The bitterness in his voice made Snow ask, "Did you know him?"

"I was 'is chief. I'm the foreman of these works. It'll fall on my 'ead, you'll see. 'E was a good man. Aside from the grief of it, I got to find a new one. Not so easy with this plague all around."  He gazed ahead, chewing on the inside of his cheek.

Just then there was a disturbance at the other end of the pit and a short, well-dressed man in a bowler pushed his way to the edge. He stared down at the body and then glared at the crowd.

"I'm the inspector for this case. You there!"  He jerked a forefinger at the man by Snow. "They say you're the foreman."

"That's right, guvnor. Matt Canty."

"Why was this man working so late today, Canty?"

"That's just it. 'E weren't. I sent 'em all home at six sharp. 'Im too."

The inspector narrowed his eyes at the foreman and said nothing. Then his glance fell on Snow's bag.  "You, sir, you're a medical man?"

Snow cleared his throat. "Well, yes, but I--"

"You two men, get this body out." The inspector grabbed the two gawkers closest to him. "And you, I want you to examine him."

"Now see here, Inspector..." Snow pulled out his watch and glanced at it. "I haven't time--"

"McGowan. Chief Inspector McGowan, Scotland Yard. Just step right over here, it won't take a moment." The crowd stirred and Snow found himself pushed to where the dead man had been hauled out onto the wet grass. Someone shoved a box forward and Snow sat next to the body.

The man had been killed with a single, powerful blow to the skull. His face was intact, but just above the eyebrows, where the forehead should have risen up, his skull was smashed into the same concave shape as the bent tin colander Snow's mother had used for shelling summer peas. There was surprisingly little blood.

"Well? Is it a clear-cut bludgeoning?" The inspector fidgeted at the edge of the ditch.

The dead man's eyes were open and Snow ran a hand down the face to shut them.

"There's no doubt this injury is what killed him," said Snow, without looking up. "As to what they used, I would guess the back of a shovel. The shape is right." He pulled at one stiff hand.

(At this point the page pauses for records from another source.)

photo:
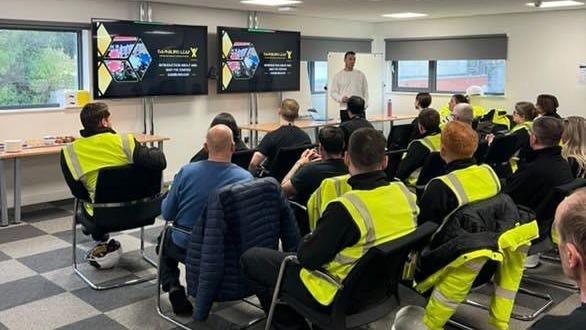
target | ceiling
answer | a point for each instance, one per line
(371, 10)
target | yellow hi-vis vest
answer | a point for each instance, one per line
(471, 184)
(85, 157)
(432, 143)
(329, 189)
(527, 125)
(382, 215)
(452, 284)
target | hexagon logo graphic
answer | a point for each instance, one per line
(240, 60)
(124, 59)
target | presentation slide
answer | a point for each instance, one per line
(257, 60)
(133, 59)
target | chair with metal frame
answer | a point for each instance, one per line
(284, 161)
(127, 197)
(545, 215)
(390, 257)
(169, 226)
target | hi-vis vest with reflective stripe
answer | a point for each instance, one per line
(432, 143)
(330, 189)
(471, 184)
(528, 126)
(86, 156)
(381, 215)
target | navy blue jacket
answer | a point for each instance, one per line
(239, 216)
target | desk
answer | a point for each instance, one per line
(315, 124)
(15, 157)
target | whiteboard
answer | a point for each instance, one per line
(372, 65)
(303, 96)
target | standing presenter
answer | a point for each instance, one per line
(347, 83)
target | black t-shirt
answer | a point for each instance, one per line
(310, 176)
(352, 125)
(284, 136)
(575, 321)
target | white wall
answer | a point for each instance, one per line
(545, 50)
(183, 119)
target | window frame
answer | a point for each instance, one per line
(311, 72)
(432, 83)
(49, 27)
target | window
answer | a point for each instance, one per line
(37, 65)
(452, 76)
(318, 76)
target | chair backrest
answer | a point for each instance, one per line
(242, 158)
(545, 212)
(285, 159)
(502, 148)
(433, 167)
(384, 262)
(135, 193)
(126, 184)
(399, 136)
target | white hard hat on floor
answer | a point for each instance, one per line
(409, 318)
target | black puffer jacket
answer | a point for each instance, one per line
(473, 227)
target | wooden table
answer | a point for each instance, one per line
(315, 124)
(15, 157)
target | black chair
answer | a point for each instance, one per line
(433, 167)
(126, 197)
(545, 215)
(284, 161)
(499, 154)
(242, 158)
(389, 257)
(165, 235)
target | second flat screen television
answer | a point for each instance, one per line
(134, 59)
(257, 60)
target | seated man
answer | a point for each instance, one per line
(463, 112)
(546, 167)
(570, 224)
(418, 150)
(186, 200)
(228, 120)
(343, 232)
(422, 101)
(357, 116)
(100, 147)
(313, 167)
(465, 182)
(288, 135)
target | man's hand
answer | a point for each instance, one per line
(307, 156)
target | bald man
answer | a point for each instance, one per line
(186, 200)
(570, 224)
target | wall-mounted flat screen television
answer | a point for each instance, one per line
(257, 60)
(134, 59)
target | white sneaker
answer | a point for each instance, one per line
(532, 261)
(409, 318)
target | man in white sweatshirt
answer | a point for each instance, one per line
(348, 83)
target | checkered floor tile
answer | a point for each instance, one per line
(38, 289)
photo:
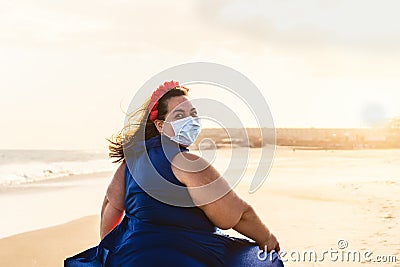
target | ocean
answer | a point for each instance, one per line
(22, 166)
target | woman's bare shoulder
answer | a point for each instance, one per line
(116, 189)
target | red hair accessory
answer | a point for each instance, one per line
(157, 94)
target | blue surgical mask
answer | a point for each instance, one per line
(186, 130)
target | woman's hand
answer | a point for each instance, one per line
(270, 244)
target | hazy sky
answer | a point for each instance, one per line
(69, 68)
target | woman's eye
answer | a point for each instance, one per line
(178, 116)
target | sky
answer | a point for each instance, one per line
(69, 69)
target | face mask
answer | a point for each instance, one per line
(186, 130)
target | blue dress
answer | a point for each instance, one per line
(155, 233)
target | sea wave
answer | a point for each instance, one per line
(17, 173)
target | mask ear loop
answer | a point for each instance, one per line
(162, 132)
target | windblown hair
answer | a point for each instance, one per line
(140, 126)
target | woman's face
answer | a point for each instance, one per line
(179, 107)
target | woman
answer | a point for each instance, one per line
(140, 226)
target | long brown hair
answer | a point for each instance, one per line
(139, 123)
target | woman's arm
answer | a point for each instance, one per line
(220, 203)
(113, 207)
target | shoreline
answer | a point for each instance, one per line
(310, 200)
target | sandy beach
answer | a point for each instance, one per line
(310, 200)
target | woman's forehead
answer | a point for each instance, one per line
(179, 102)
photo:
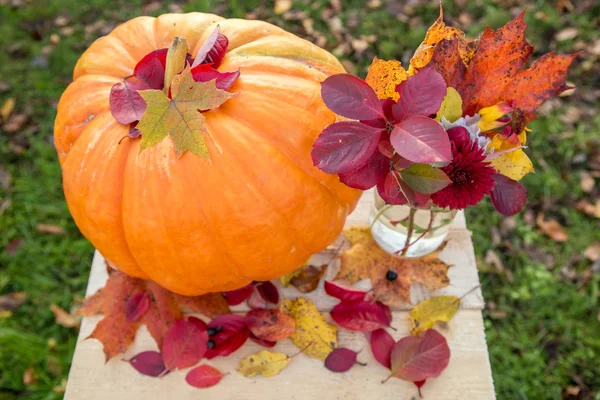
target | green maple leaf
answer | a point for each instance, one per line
(180, 117)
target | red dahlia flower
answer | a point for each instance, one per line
(471, 175)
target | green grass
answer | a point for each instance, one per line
(548, 338)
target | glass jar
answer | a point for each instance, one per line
(408, 231)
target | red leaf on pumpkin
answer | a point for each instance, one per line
(235, 297)
(271, 325)
(204, 376)
(421, 94)
(185, 343)
(212, 50)
(345, 146)
(362, 316)
(231, 334)
(340, 360)
(345, 294)
(417, 358)
(421, 140)
(508, 196)
(151, 68)
(367, 176)
(382, 344)
(265, 343)
(126, 104)
(268, 291)
(148, 363)
(206, 72)
(351, 97)
(136, 306)
(499, 57)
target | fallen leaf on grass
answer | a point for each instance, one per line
(204, 376)
(270, 325)
(313, 334)
(365, 259)
(148, 363)
(264, 362)
(552, 228)
(63, 318)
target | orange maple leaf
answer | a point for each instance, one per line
(116, 332)
(366, 260)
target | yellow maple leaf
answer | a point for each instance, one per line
(384, 76)
(264, 362)
(313, 335)
(513, 164)
(365, 259)
(451, 108)
(435, 34)
(428, 312)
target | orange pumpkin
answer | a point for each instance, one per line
(255, 211)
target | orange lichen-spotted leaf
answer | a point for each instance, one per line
(365, 259)
(384, 76)
(543, 80)
(435, 34)
(500, 56)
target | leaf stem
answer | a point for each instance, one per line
(176, 56)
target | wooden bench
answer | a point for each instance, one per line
(468, 376)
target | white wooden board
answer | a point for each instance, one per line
(467, 377)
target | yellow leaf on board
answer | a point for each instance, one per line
(451, 107)
(428, 312)
(313, 335)
(384, 76)
(264, 362)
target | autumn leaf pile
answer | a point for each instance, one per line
(449, 130)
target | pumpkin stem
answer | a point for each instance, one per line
(176, 57)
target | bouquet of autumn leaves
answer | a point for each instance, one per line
(449, 130)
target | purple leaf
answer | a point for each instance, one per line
(345, 146)
(126, 104)
(421, 140)
(148, 363)
(151, 69)
(421, 94)
(205, 73)
(351, 97)
(367, 176)
(340, 360)
(213, 49)
(508, 196)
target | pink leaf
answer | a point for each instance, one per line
(137, 305)
(345, 294)
(206, 72)
(213, 49)
(421, 140)
(185, 343)
(151, 69)
(204, 376)
(508, 196)
(351, 97)
(381, 346)
(265, 343)
(268, 291)
(367, 176)
(421, 94)
(389, 190)
(340, 360)
(345, 146)
(231, 334)
(126, 104)
(417, 358)
(148, 363)
(363, 316)
(235, 297)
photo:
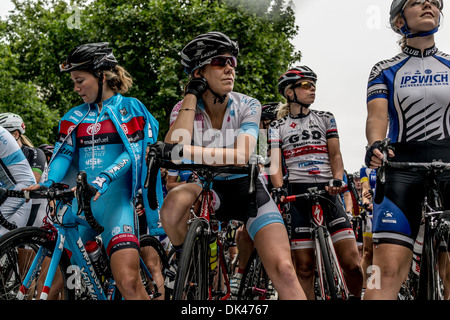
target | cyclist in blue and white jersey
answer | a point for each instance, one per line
(409, 94)
(36, 158)
(308, 141)
(15, 174)
(107, 136)
(217, 126)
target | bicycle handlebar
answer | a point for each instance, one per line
(57, 191)
(311, 194)
(154, 164)
(434, 166)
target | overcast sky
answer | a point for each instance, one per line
(341, 41)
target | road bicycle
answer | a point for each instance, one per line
(200, 275)
(52, 262)
(436, 223)
(330, 276)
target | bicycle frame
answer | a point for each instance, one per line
(68, 238)
(206, 209)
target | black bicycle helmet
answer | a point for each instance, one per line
(205, 46)
(293, 75)
(397, 7)
(269, 111)
(47, 148)
(90, 57)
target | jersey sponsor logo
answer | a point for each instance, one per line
(304, 150)
(428, 79)
(93, 129)
(317, 214)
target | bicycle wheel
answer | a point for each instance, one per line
(154, 257)
(255, 282)
(191, 282)
(331, 279)
(18, 249)
(429, 280)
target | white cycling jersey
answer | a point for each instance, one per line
(303, 141)
(15, 174)
(242, 116)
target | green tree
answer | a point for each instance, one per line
(147, 37)
(22, 98)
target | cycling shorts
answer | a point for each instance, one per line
(396, 220)
(335, 217)
(234, 203)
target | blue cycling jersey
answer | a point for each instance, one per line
(110, 145)
(416, 87)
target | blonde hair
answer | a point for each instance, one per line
(118, 79)
(26, 141)
(284, 108)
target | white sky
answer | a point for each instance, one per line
(341, 41)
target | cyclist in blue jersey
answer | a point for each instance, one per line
(222, 126)
(107, 137)
(409, 94)
(15, 174)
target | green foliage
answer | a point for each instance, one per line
(147, 37)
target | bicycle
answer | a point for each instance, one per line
(35, 263)
(198, 277)
(436, 221)
(331, 280)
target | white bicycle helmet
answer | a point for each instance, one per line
(12, 122)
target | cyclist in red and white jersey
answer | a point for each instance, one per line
(309, 142)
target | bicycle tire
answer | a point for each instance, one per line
(254, 282)
(191, 281)
(324, 257)
(22, 244)
(428, 282)
(153, 284)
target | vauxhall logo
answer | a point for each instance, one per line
(427, 79)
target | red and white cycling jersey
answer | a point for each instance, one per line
(303, 141)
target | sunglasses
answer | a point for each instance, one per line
(222, 61)
(304, 85)
(435, 3)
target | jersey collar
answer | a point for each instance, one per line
(417, 52)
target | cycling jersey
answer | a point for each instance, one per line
(416, 88)
(303, 140)
(369, 175)
(242, 116)
(110, 147)
(15, 174)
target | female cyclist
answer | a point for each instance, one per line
(308, 142)
(15, 174)
(36, 158)
(106, 136)
(409, 94)
(223, 126)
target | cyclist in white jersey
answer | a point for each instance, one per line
(223, 128)
(15, 174)
(409, 94)
(309, 142)
(37, 160)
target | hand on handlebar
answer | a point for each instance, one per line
(335, 186)
(374, 157)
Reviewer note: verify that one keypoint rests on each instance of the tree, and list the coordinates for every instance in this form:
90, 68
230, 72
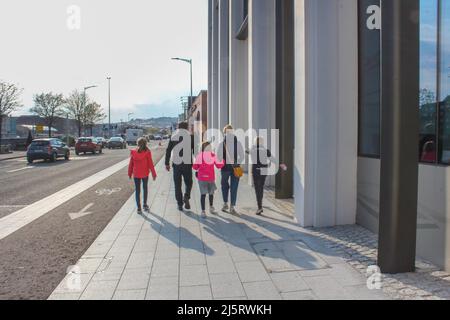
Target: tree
75, 107
93, 114
48, 106
9, 101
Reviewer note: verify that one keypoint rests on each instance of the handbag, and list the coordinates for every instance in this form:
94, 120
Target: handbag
237, 169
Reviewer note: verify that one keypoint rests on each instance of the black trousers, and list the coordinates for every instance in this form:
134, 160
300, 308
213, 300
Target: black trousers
182, 172
259, 181
137, 183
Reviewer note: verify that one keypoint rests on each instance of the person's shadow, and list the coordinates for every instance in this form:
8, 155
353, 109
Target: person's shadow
174, 234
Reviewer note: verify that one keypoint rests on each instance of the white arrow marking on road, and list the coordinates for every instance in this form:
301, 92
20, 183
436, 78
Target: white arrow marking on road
82, 213
21, 169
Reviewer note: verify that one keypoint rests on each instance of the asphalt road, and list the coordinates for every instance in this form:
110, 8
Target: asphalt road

The long, ragged nails, as well as the cracks and calluses, were dark red with a mix of mud, sand, and blood. "It looks like he fought back," said Snow. Had the victim had any more chance than that dead squirrel in the basket? Snow looked up at McGowan, and saw that the foreman was near them now, and seemed to be about to speak to the inspector. Snow waited. But the man stayed silent.

"I really must get back to--"

"Of course, Mr.--"

"Doctor. Dr. John Snow." He was no apothecary; he was entitled to be called doctor. He had his medical degree from the University of London and he wouldn't let anyone forget it.

"Yes, Dr. Snow. I do appreciate your help."

Snow got to his feet and took one more look at the dead man below him. His eyes fell again on the boots and he knew where he'd seen those white stains today; salt stains on the boots of a dying workhouse man who'd tramped up from the salt flats of Epsom. But why should this London ditch digger have salt on his boots? Snow forgot the question almost as soon as it came to him. A better death than cholera, he thought. He headed again on his way.

 

 

HISTORICAL REFERENCES

After years of apprenticeship and study, Snow received his MD degree from the University of London when he was 31 years old.